Milano, città del design e della moda, non rinuncia al calore delle tradizioni quando arriva il Natale. Nelle case, nei negozi e tra i banchi dei mercatini, si respira un’atmosfera che mescola eleganza e memoria popolare. Il regalo di Natale, in questa città operosa, non è solo un gesto commerciale: è un simbolo di affetto, attenzione e – come si dice da queste parti – “on fa minga brüt” (non si fa brutta figura).

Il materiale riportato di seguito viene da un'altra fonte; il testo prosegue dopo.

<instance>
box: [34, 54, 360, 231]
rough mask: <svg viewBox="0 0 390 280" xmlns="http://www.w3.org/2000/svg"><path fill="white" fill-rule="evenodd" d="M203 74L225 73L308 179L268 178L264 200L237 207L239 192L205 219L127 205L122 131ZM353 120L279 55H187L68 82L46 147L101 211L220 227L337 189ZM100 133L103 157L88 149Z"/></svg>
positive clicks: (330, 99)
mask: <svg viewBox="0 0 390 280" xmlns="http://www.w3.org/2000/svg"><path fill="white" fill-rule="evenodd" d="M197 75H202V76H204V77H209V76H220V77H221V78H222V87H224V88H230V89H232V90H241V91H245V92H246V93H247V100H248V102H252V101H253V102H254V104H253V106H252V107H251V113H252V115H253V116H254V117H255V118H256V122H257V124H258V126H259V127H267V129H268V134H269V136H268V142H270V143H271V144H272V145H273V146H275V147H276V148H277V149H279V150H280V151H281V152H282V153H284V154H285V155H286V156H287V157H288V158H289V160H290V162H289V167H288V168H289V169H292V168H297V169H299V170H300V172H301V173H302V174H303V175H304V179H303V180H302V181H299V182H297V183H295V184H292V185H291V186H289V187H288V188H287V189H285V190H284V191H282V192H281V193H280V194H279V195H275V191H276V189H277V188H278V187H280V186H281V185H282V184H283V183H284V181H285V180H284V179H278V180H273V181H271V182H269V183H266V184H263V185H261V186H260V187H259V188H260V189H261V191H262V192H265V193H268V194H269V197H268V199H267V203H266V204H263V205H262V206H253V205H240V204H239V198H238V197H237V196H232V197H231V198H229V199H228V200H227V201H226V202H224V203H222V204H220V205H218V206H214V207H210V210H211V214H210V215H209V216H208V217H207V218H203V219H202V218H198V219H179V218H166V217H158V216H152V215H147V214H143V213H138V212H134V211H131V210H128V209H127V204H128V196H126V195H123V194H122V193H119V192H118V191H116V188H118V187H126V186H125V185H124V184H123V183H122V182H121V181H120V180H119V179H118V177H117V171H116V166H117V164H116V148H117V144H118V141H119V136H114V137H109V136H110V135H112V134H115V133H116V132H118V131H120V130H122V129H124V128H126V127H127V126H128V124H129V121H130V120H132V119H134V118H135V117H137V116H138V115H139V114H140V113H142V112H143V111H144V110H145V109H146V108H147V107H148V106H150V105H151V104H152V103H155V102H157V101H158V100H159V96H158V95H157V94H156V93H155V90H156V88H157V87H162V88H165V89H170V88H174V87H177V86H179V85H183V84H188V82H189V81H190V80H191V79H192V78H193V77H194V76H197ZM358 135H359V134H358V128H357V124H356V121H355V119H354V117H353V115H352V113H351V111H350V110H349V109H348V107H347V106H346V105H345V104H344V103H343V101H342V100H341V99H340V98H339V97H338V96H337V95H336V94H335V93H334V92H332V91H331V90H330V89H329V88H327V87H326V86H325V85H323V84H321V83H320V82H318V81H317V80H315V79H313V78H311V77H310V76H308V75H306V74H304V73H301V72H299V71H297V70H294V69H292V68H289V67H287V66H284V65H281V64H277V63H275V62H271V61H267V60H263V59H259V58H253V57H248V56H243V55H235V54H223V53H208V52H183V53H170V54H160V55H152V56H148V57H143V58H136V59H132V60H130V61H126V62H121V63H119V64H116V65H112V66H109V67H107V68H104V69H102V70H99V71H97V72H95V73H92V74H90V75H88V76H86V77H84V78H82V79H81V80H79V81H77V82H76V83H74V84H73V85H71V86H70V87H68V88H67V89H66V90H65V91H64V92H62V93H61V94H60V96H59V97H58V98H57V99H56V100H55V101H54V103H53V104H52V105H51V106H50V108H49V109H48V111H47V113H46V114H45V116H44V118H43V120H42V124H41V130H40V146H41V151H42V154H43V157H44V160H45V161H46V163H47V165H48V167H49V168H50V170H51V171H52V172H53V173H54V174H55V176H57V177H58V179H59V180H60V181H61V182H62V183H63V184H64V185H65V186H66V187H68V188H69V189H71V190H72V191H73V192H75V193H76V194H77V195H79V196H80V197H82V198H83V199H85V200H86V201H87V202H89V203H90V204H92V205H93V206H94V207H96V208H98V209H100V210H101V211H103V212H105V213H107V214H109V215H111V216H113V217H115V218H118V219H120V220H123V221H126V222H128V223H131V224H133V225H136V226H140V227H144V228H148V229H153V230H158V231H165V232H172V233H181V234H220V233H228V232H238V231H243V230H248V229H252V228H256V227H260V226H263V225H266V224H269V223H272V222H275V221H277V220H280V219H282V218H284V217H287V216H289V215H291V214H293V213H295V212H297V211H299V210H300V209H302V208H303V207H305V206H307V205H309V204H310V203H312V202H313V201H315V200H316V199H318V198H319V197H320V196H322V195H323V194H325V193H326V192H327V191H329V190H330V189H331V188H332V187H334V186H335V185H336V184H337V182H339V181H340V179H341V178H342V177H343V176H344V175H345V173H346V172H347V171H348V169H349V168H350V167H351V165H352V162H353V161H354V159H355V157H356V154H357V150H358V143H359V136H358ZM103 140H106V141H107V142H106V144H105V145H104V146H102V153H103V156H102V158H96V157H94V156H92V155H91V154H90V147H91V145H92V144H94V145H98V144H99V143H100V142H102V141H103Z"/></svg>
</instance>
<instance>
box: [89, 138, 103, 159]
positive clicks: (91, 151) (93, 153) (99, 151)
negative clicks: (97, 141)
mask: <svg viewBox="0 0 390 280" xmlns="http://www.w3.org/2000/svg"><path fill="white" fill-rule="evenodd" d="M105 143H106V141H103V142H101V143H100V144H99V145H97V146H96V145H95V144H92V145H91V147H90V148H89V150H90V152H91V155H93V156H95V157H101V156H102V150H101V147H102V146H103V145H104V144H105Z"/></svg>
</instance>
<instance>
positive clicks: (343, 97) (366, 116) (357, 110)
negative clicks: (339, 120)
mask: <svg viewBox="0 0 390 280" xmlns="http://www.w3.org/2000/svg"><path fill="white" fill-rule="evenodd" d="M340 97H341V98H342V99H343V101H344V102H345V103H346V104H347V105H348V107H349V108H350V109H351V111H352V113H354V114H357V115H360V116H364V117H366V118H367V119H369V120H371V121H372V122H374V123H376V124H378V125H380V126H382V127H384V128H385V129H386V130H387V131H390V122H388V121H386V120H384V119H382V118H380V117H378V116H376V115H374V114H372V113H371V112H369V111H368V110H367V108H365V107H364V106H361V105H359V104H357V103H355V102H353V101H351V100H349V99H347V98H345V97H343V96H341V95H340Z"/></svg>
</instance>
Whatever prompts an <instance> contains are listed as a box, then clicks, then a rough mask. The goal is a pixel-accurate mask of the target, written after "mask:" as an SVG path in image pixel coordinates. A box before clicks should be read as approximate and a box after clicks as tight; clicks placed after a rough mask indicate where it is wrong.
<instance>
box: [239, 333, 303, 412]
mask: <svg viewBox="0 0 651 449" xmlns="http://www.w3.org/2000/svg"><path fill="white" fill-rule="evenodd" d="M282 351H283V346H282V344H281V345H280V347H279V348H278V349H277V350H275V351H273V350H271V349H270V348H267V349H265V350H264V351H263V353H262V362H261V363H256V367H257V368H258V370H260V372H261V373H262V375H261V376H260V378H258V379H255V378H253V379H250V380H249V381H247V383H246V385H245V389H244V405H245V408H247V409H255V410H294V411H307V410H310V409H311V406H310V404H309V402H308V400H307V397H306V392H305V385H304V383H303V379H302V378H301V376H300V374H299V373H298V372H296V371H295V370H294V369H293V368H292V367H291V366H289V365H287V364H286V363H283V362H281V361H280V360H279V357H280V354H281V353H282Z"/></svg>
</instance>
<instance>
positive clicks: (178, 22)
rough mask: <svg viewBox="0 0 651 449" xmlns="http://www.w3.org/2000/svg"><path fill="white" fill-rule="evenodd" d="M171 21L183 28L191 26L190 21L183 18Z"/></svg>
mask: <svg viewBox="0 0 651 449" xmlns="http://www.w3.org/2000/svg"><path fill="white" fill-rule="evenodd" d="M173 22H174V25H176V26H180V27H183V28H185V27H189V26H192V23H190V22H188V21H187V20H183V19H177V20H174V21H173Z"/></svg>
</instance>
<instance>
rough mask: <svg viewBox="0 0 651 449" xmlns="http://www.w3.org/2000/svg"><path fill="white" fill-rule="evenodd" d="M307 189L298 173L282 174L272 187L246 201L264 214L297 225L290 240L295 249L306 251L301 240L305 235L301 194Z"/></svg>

Tra le idee più amate c’è sicuramente il panettone artigianale. Nato proprio a Milano, il dolce simbolo delle festività natalizie continua ad essere il dono più gettonato. Le pasticcerie storiche, come Marchesi, Cova o Gattullo, propongono versioni classiche e rivisitazioni gourmet: panettoni al pistacchio, al cioccolato fondente, con frutta esotica o glassa croccante. “Regalare un panetùn l’è semper una gran bella pensada” – conferma un anziano signore in fila in una storica pasticceria di Corso Magenta – “soprattutto se lo scegli fatto bene, come si faceva una volta”.
Accanto ai dolci, i prodotti del territorio lombardo stanno riscuotendo sempre più successo come doni natalizi. Salumi e formaggi delle valli bergamasche, risotti confezionati con riso Carnaroli e funghi secchi, bottiglie di vino dell’Oltrepò Pavese o Franciacorta rappresentano regali gustosi, raffinati e legati all’identità regionale. Le botteghe di quartiere – ancora presenti in zone come Porta Romana, Isola o Niguarda – confezionano cesti personalizzati che uniscono genuinità e cura artigianale.
Per chi cerca un dono culturale, l’editoria milanese offre spunti preziosi: libri sulla storia della città, edizioni illustrate del “Verde Azzurro” (la versione milanese del Presepe), volumi fotografici dedicati al Naviglio Grande o ai cortili segreti del centro storico. Anche l’artigianato meneghino, come le ceramiche decorate a mano o i tessuti lavorati nei laboratori di zona, rappresenta una scelta originale e significativa.
In pieno spirito natalizio, non mancano poi le iniziative solidali. Le cooperative sociali, i centri culturali e le parrocchie propongono mercatini in cui acquistare regali equosolidali, oggetti realizzati da persone con disabilità o provenienti da filiere etiche. Una tradizione che si rinnova in ogni quartiere, nel segno di quella “Milano dal coeur in man” che resta fedele alla sua anima solidale.
Un’altra chicca tutta meneghina è il “regalo sospeso”: mutuato dal caffè sospeso napoletano, consiste nel lasciare pagato un dono (un libro, un panettone, un capo d’abbigliamento) per chi non può permetterselo. Alcune librerie indipendenti come Verso, Colibrì o Centofiori, e diverse pasticcerie cittadine, aderiscono con entusiasmo all’iniziativa.
In un’epoca in cui l’omologazione minaccia l’unicità dei gesti, Milano risponde con creatività e memoria. Il regalo di Natale, qui, è ancora un rito che parla di famiglia, comunità, legami veri. E come diceva la nonna milanese: “Chi regala col coeur, l’è semper ben vüü” – chi regala con il cuore, è sempre ben voluto.